There are only two fixed rules in Indonesia, of course. Neither is visible on the statute book. One is, don’t even look as if you’re telling us what to do. The other is, don’t step on toes, especially the precious little toes of the local panjandrum. Unfortunately the immediate human and animal health requirements in 2008-2010, to step on rabies quickly, required both these rules to be broken.
A Short Fuse
Plans to turn part of Benoa Harbour into Port Excrescence by shooing away the ocean and building artificial land on which to erect explicitly non-Bali infrastructure (including a motor-racing circuit) have angered a lot of people, mainly Balinese. The widely held view is that if Governor Pastika proceeds as planned and creates the proposed monstrosity for the profit of its promoters and developers, all of Bali is lost.
That may be gilding the lily (not to mention mixing a metaphor) but it can certainly be argued that there’s already enough around in the tourist-attraction field to fulfil the legal desires of most visitors, and most of the illegal ones too. Bali is a special place. That’s its marketing edge. We shouldn’t blunt it further.
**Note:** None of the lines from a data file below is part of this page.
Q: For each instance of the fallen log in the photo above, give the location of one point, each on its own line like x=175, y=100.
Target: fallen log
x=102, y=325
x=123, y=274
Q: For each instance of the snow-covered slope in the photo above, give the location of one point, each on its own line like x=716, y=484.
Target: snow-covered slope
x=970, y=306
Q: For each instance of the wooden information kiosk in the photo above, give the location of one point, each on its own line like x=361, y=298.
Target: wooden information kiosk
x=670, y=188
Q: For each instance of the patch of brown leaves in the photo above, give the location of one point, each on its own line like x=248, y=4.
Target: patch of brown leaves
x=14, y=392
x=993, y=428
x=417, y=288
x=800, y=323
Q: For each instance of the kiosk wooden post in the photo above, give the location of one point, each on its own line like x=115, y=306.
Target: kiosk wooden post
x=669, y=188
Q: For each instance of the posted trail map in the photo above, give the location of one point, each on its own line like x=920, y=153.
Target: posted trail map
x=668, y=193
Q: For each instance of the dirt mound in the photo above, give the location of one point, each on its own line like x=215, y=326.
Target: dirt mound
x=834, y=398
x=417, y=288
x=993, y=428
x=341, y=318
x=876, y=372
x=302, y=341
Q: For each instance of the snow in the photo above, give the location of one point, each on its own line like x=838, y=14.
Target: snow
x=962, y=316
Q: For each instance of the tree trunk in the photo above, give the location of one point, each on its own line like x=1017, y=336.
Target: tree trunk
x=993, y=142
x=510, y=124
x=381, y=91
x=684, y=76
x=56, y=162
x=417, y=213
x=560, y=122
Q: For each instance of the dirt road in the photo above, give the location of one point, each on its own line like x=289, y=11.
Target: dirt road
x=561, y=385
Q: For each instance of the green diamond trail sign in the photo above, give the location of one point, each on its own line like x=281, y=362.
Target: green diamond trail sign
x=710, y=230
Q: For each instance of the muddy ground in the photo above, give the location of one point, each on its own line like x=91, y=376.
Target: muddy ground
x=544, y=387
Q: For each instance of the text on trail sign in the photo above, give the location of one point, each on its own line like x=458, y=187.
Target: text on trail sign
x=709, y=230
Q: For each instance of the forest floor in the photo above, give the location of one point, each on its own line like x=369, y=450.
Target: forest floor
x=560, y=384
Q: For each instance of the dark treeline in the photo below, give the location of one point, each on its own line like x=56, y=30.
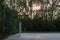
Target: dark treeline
x=8, y=21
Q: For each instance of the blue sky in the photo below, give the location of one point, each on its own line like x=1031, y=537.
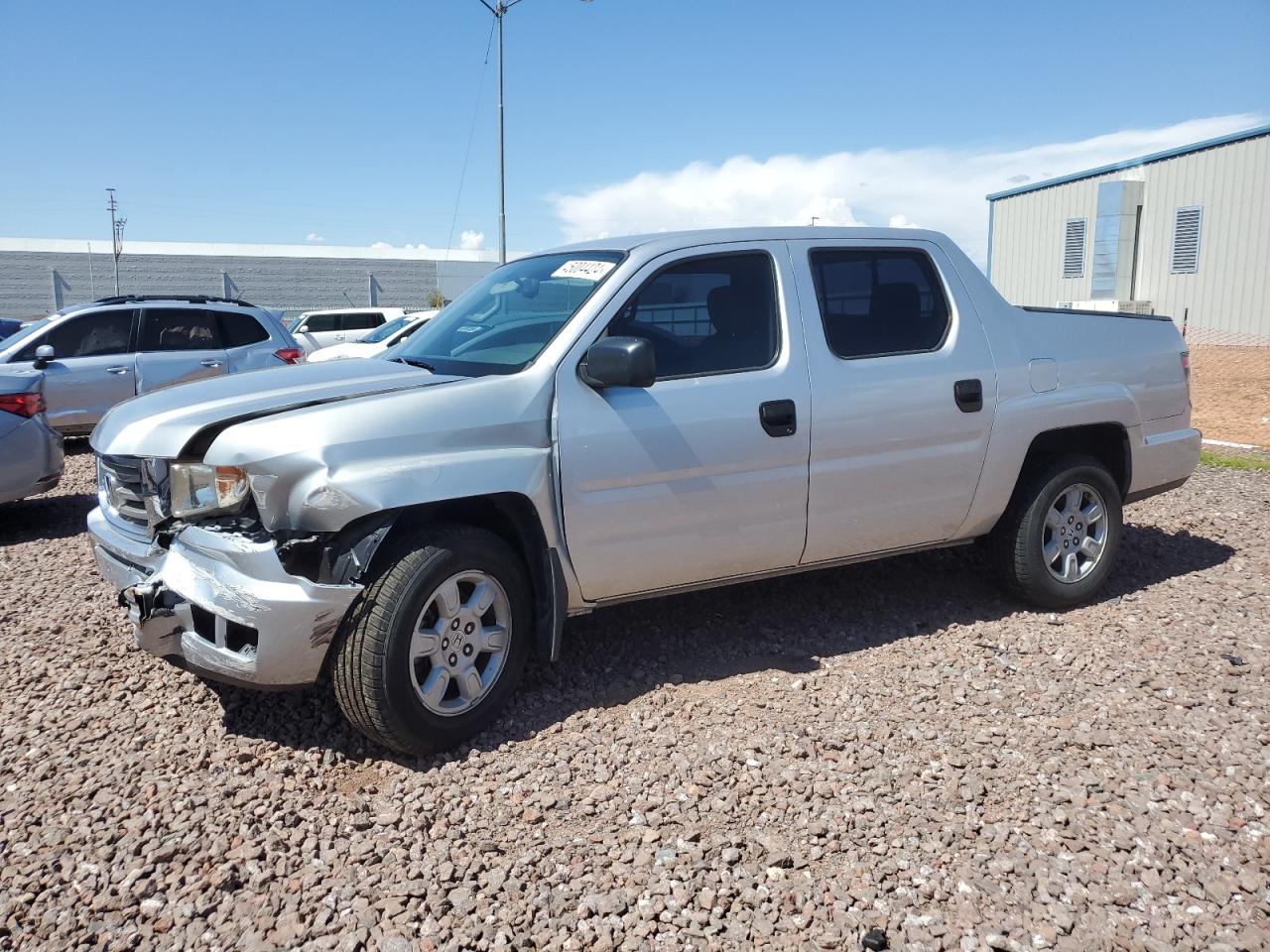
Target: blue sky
x=273, y=122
There have been a number of demonstrations that have made these points with some force. Let’s hope someone was listening.
Who Gives a Toss?
It’s not really a question, and we’re not being rude. Pizza-tossing is the topic, and Ayana Resort and Spa at Jimbaran was the venue, because the Pizza Acrobatics world champion 2001 and 2002, Pasqualino Barbasso, was there from July 2-6 to demonstrate his skills, which are no doubt essential in Sicily.
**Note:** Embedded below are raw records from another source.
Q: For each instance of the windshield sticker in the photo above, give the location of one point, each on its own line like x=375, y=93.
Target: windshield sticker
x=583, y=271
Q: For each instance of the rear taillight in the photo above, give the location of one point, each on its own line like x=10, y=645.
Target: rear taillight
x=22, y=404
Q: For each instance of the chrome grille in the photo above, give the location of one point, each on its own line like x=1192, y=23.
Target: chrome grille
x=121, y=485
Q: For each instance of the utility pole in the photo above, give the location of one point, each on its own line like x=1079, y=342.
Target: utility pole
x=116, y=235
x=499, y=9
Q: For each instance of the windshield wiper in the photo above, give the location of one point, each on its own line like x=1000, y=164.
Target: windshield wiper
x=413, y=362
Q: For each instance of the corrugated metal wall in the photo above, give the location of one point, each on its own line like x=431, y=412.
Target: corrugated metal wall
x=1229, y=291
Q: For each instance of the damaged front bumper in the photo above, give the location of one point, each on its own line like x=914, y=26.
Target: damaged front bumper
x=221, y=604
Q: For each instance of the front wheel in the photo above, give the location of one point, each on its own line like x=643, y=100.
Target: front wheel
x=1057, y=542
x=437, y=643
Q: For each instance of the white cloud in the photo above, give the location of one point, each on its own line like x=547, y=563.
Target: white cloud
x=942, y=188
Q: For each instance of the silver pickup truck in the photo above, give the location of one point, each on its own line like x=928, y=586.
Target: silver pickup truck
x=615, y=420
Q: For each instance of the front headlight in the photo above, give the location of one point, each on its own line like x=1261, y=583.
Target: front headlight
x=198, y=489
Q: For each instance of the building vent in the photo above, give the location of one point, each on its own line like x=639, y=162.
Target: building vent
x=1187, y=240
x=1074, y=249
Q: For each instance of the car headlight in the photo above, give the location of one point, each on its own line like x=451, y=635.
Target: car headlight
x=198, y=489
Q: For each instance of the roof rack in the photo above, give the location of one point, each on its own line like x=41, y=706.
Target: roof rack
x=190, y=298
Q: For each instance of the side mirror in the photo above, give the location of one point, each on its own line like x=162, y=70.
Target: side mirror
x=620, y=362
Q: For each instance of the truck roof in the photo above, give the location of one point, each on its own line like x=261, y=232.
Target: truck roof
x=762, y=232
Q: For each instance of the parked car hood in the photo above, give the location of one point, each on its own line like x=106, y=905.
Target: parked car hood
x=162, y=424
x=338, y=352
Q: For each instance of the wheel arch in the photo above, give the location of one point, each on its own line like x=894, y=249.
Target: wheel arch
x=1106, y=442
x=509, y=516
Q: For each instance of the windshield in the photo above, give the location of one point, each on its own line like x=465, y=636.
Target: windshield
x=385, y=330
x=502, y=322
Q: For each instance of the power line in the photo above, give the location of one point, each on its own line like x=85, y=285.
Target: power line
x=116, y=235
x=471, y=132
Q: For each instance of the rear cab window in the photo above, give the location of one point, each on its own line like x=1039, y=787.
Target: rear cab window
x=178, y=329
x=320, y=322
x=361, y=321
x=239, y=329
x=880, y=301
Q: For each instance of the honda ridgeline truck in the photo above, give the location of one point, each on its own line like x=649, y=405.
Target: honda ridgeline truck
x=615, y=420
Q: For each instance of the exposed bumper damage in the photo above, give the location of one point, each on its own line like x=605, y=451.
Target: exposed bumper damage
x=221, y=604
Well no, to answer Ayana spruiker Marian Carroll’s query, we didn’t know there was a World Champion of Pizza Acrobatics. So many aspects of our education were neglected while we were being schooled in algebra, calculus, physics, logic, Latin, Greek, Eng Lit, history and comparative religion all those years ago.
Barbasso was at Ayana to flip the dough and perform thrice daily, free, for diners at the resort’s Sami Sami restaurant during his five-day extravaganza. Since the restaurant is on the cliff-top overlooking the precipitous drop to the Rock Bar and beyond, the pizza champ was doubtless on the alert for sudden orographic up-draughts and the attendant risk of unauthorized flying pizza.
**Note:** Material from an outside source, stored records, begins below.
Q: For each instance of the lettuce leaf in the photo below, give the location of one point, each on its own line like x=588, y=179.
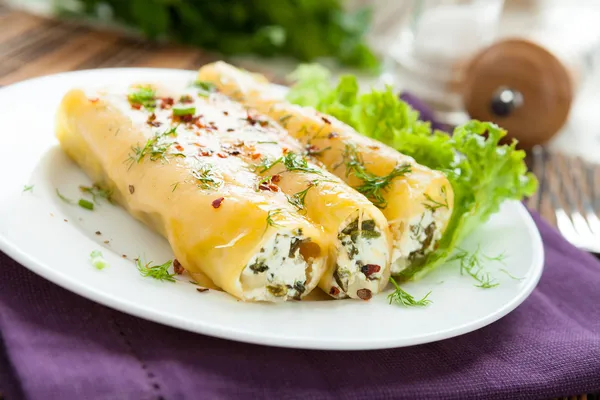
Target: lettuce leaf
x=483, y=172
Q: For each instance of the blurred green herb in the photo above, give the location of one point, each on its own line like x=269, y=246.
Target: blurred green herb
x=306, y=30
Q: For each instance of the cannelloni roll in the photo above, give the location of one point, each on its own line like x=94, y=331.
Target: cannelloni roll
x=358, y=233
x=151, y=150
x=416, y=200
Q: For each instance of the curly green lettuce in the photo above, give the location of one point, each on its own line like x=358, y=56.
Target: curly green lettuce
x=483, y=172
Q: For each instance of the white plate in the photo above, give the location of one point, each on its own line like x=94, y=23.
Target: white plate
x=33, y=231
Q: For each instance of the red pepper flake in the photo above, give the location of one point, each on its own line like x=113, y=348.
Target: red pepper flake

Sadly, geographic displacement meant we could not be present to attempt to order that modern challenge to both cuisine and poor spellers, Pizza Hawaiian, and thereby cause a Greco-Roman incident.
Marginal Note
Indonesians vote today (July 9) in the presidential election, which as expected has come down to a race between Jakarta mayor Joko Widodo and former army general Prabowo Subianto, the latter formally endorsed on July 1 by outgoing president Susilo Bambang Yudhoyono as his pick for Supreme Leader. It’s moot whether the opinion of a lame duck with a 10-year record of under-achievement counts for anything beyond a querulous quack.
But that’s not what concerns us here. What does is further entrenchment of the Indonesia-Australia relationship through a new agreement between the National Archives of Australia and the Indonesian national archives on archives cooperation.
Under a new five-year Memorandum of Understanding, Indonesia and Australia will continue to collaborate on developing staff skills, sharing professional resources and participating in scholarly and cultural exchanges.
Indonesia’s and Australia’s relationship and shared interests extend back into the end of the Dutch colonial era. Indonesians with a sense of history understand the role Australia played in persuading the world to accept the beneficial fact of Indonesian independence, unilaterally declared on August 17, 1945, and its practical and material help towards that goal too.